Besides being a setback to Ease of Doing Business, every startup lost to a foreign shore is a hit to India’s tech-driven growth story … and its ambition to shape the next ‘techade‘.
All is not lost, however. These reports and representations the crypto industry has made to the government, including those by CoinSwitch, are aimed at providing the authorities with a broader view of the ecosystem and the impact the TDS has had on them. Our Chief Financial Officer (CFO), Ramesh Bafna, led a delegation of the Bharat Web3 Association (BWA) that briefed the Ministry of Finance on the concerns and issues being faced by the industry and users, as well as shared the data regarding the impact of the TDS on the sector.
The meeting itself was a result of several notes, documents, and representations submitted to the government over the last year. Ramesh had also articulated these points at a pre-budget panel discussion hosted by Taxsutra; he penned down his thoughts on tailoring the crypto tax to India’s needs in a recently-published article.
CoinSwitch’s Public Policy Head R. Venkatesh and CFO Ramesh Bafna also shared their expertise at an online knowledge-sharing session, called “Series on new Facets of Income Tax – III – Crypto Currency”, hosted by The National Academy of Direct Taxes (NADT), Ahmedabad. In the session, they walked the Academy graduates through blockchain and VDAs, as well as the promise of the technology and how India can shape its future.
Way Forward
Provided a conducive regulatory environment, Indian crypto startups can grow and take the lead in shaping this cutting-edge technology. The hope is the government would refine the taxes on crypto during the Union Budget 2023 so that it enables compliance—as against driving users to the grey market.
But regulatory clarity should go beyond taxes, Chase India and Indus Law recommend several measures that would help establish a responsible and trustworthy crypto ecosystem in India:
- Whitelisting Tax-compliant Exchanges: The government could create a directory of ‘valid’ exchanges that follow the tax norms and create a regulatory mechanism to “whitelist” such entities.
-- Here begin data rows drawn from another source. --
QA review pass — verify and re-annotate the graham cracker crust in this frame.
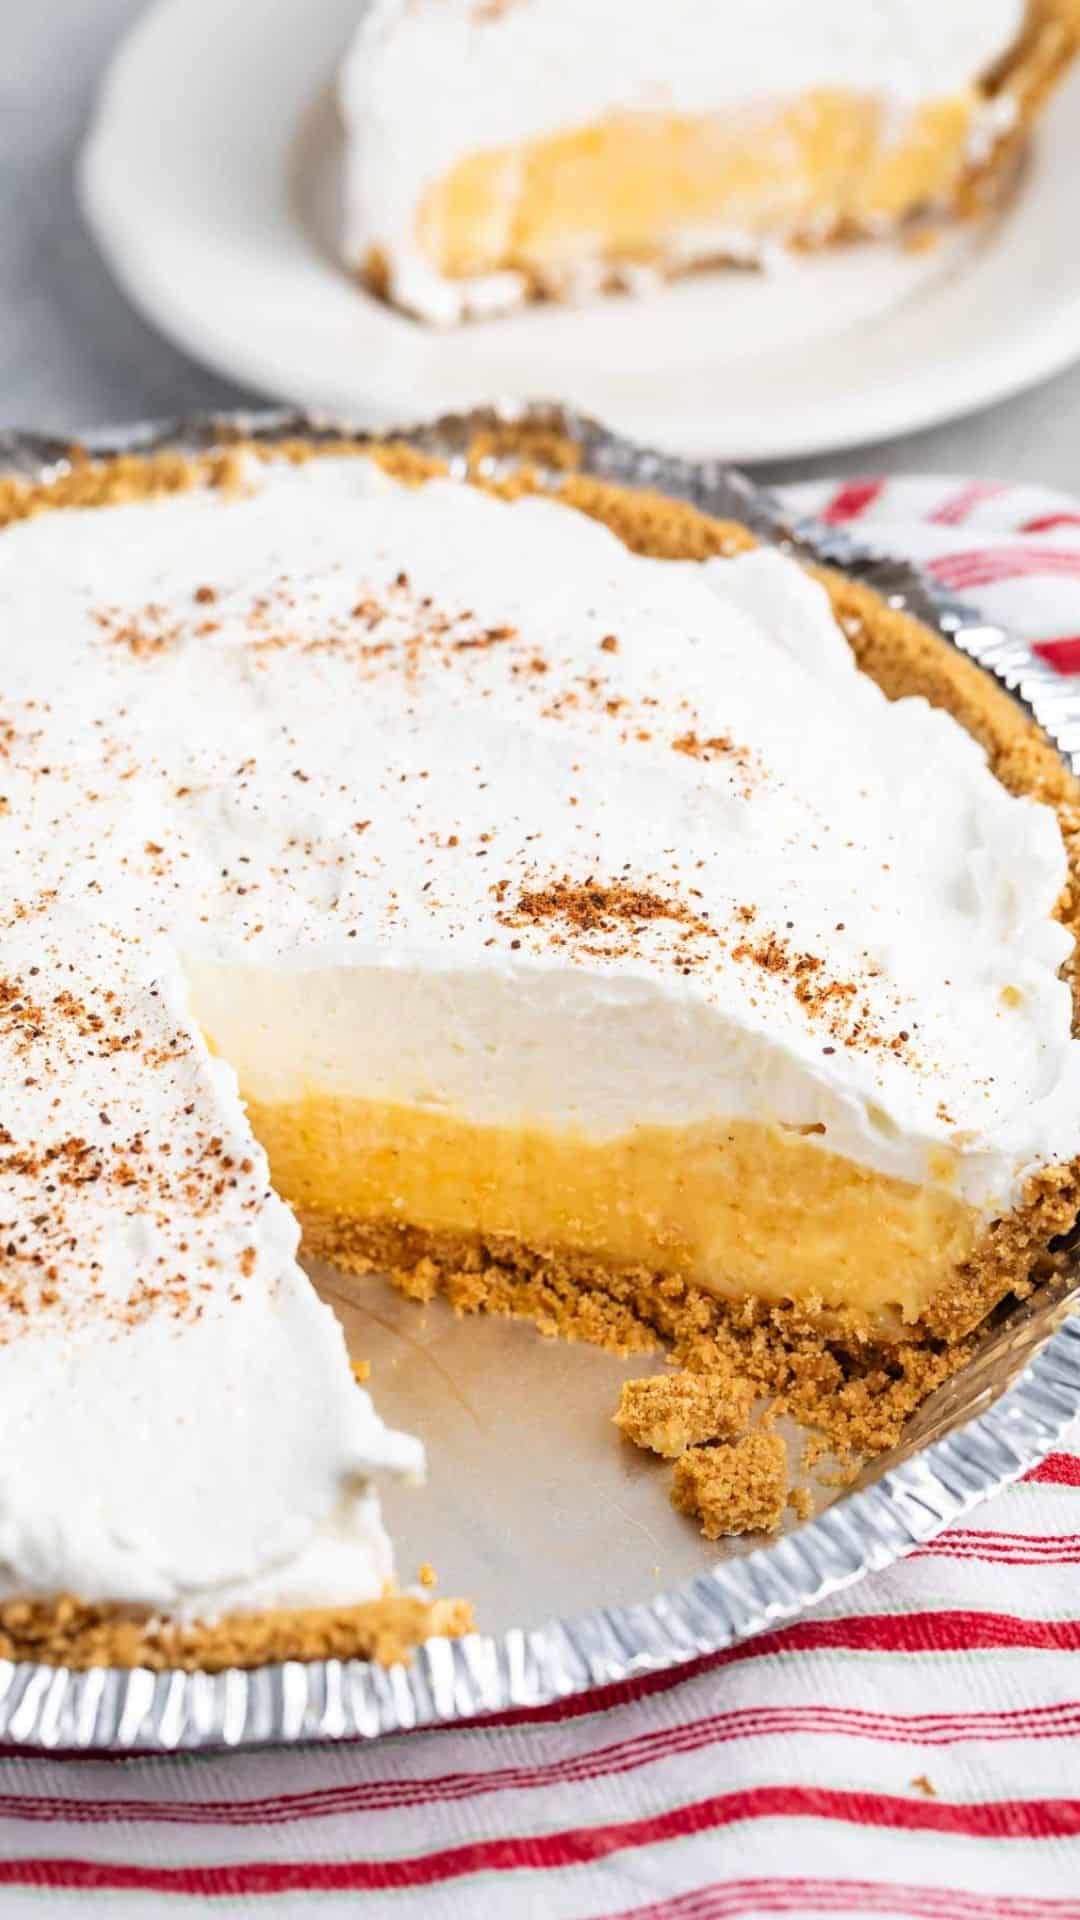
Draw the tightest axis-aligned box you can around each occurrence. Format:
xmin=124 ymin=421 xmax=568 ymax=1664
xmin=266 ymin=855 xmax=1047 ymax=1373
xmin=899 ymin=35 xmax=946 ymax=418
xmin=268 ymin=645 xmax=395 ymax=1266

Such a whitelist can guide investors as well as help other government agencies.
- Making KYC Mechanism Mandatory: The government must issue a notification to all exchanges/platforms to conduct a detailed e-KYC authentication on all investors/traders in line with the rules mentioned in Aadhaar (Authentication and Offline Verification) Regulations, 2021.
- Customer Due Diligence: The platforms/exchanges must also perform customer due diligence to collect and evaluate relevant information about a customer or potential customer. This also finds a mention in the FATF Guidelines.
- Self-Regulatory Organization (SRO): An SRO to be set up to protect the customer and promote ethical and professional standards amongst the exchanges. The SRO will require a group of stakeholders across sectors, and at least one-third of members on the Board of Directors should be independent and not associated with member organizations.
- Building awareness: The industry participants and experts should educate authorities and investors on the implications of non-adherence of VDA-based TDS by certain grey market players. Awareness should incorporate the drawbacks and showcase the cascading impact that both the state and the investors would undergo if the current non-compliance persisted.